Keywords

1 Introduction

ATM provides us many convenient services about banking, because most ATMs are open 24 h and their locations are spread all over a city. But at the same time, ATMs are one of the most vulnerable sites without any manual security. The criminal behaviours such as physical attack, damage on ATM, using a duplicated or stolen bank card to withdrawal or transfer money often occur. Many researches have been done to improve the security of ATM. Some works focus on suspicious wearing detection. Ray et al. [12] detected mask wearing by Viola-Jones algorithm, while Wen et al. [23] detected safety helmets wearing using modified Hough Transform. Some works focused on abnormal behaviour detection. Tang et al. [22] detected peeping behavior based on Omni-Directional Vision sensor and computer vision technology. Arsic et al. [1] applied Bayes Markov chains to resolve heavy occlusions and detect robberies.

Most researchers paid their attention to the surrounding environment monitoring of ATM kiosks, and ignored the potential safety issue coming from ATM authentication mode itself. Currently, the authentication of only password requiring is not safe enough. With the rapid development of face recognition technology based on deep convolutional neural network (CNN), undoubtedly, applying it into ATM authentication will improve security further. Other biometric information like fingerprint and iris are often used for security, but in ATM system they are not very appropriate. Because we can grant privileges to other persons by upload their facial images if using face recognition technology, while the authorization is difficult to implement if using fingerprint or iris. In daily life, it would be inconvenient if only cardholders themselves are permitted to handle business, and authorization is a good resolution to guarantee both security and flexibility.

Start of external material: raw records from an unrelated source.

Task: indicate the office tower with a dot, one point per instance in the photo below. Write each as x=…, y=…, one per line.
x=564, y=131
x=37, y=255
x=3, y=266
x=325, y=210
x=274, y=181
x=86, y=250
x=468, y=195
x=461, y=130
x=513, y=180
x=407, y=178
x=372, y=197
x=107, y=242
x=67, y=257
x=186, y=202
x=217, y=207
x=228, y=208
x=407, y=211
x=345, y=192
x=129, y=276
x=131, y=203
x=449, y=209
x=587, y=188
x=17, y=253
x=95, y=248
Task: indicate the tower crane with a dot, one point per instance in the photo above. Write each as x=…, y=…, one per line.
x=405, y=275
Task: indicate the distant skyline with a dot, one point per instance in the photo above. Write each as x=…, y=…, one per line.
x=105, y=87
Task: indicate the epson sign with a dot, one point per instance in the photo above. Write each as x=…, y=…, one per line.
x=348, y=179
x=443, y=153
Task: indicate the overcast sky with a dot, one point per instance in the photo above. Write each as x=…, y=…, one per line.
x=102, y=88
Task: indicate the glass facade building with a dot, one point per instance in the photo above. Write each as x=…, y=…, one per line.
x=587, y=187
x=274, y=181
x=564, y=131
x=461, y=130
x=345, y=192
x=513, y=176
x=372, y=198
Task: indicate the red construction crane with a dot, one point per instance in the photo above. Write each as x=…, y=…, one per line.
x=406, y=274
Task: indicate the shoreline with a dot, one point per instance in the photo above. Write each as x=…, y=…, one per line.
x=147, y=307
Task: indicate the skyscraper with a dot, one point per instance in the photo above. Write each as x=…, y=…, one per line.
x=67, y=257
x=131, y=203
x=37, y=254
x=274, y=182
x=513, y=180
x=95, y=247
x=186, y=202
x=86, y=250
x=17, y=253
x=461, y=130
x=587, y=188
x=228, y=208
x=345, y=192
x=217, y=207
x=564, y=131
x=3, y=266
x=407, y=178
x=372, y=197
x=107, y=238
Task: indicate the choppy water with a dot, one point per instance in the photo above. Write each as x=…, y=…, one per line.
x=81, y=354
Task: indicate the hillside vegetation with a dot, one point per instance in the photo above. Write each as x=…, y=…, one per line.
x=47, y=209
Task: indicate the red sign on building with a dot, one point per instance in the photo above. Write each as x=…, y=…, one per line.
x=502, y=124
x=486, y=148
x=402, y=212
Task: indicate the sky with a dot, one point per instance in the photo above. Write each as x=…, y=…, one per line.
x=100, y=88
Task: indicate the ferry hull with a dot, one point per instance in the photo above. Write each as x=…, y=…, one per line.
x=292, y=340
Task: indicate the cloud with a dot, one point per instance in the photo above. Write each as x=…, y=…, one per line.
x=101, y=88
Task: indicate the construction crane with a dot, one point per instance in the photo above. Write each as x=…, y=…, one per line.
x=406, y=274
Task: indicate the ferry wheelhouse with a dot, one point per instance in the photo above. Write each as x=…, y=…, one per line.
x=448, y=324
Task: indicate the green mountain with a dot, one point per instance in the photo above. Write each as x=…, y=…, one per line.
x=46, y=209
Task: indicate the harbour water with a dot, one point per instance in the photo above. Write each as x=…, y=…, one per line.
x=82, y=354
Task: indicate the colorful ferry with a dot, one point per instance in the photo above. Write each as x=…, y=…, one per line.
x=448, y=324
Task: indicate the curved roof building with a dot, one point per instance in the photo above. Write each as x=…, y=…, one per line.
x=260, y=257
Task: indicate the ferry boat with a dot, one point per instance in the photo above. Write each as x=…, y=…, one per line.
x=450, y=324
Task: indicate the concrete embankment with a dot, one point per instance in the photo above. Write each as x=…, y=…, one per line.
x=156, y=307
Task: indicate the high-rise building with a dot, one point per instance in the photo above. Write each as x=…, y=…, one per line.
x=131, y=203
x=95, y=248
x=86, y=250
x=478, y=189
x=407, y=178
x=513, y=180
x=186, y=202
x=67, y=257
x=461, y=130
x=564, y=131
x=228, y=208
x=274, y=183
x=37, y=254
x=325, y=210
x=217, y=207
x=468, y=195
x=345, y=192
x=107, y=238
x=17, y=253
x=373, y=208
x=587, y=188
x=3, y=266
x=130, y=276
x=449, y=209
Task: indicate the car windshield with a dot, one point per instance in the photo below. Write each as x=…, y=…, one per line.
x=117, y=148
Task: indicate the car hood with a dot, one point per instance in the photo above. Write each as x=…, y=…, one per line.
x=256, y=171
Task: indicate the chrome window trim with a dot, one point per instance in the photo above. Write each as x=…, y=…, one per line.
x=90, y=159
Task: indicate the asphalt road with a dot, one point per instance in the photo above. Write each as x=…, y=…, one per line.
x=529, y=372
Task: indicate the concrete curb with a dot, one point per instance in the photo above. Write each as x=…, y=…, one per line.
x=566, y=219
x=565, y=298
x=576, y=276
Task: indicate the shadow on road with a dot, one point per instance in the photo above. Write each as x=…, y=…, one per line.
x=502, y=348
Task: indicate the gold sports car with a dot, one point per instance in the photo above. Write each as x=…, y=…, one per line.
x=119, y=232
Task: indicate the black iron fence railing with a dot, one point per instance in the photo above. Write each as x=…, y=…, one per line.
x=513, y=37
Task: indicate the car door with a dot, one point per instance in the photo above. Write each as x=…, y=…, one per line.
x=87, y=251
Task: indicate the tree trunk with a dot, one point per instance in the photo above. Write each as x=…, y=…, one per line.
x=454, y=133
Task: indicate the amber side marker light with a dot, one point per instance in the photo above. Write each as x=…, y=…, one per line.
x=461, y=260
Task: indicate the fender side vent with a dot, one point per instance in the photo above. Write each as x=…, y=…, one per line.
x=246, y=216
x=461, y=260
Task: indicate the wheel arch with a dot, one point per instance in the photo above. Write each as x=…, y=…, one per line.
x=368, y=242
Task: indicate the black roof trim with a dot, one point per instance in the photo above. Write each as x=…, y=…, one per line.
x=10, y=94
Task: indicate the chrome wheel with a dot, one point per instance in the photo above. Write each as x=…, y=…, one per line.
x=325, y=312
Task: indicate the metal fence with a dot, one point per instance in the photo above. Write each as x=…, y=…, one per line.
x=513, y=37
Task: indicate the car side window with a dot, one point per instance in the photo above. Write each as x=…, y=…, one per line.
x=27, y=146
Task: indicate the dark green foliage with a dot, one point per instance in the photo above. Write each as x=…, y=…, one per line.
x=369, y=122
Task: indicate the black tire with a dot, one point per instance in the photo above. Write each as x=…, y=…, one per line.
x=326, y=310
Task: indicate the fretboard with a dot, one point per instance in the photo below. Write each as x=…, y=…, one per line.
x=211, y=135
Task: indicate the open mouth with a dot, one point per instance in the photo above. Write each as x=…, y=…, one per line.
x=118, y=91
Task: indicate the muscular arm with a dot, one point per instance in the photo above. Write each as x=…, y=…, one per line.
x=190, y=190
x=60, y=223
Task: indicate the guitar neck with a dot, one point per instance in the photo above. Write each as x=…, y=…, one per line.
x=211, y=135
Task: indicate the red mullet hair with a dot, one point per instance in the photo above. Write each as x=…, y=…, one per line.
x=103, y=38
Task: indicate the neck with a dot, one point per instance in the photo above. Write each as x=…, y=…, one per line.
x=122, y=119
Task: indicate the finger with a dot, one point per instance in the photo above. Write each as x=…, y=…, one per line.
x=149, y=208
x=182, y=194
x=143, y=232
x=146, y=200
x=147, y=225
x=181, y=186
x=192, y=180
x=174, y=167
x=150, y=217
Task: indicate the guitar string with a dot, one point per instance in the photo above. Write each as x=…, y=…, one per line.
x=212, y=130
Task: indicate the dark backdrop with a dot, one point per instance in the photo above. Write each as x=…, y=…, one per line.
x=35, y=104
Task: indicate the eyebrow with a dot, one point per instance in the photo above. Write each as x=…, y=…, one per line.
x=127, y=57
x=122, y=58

In this paper, we explore a new authentication mode combine face recognition and basic password for ATM. We think that it would prevent the economic crime on ATM fundamentally. However, real-time response, high accuracy, and low storage space requirement make this application very challenging. On one hand, there are two separated steps including face detection and alignment before recognition generally in face recognition pipeline and result in low efficiency. We simplify the general processing and present a novel landmark localization method to produce facial landmark from raw images without face detection preprocessing. On the other hand, computational and storage costs of CNN based methods are still high. To this end, we propose a new face recognition method by landmark regression. Our pipeline integrates a coarse-to-fine landmark localization network and a light face recognition network. In network architecture, we use fully convolutional network (FCN) in landmark localization and network-in-network with small convolutional kernel size in face recognition for saving storage space. Besides, considering the speed of process we obtain landmark locations in a coarse-to-fine manner. And the nine layers CNN of face recognition ensure the accuracy further.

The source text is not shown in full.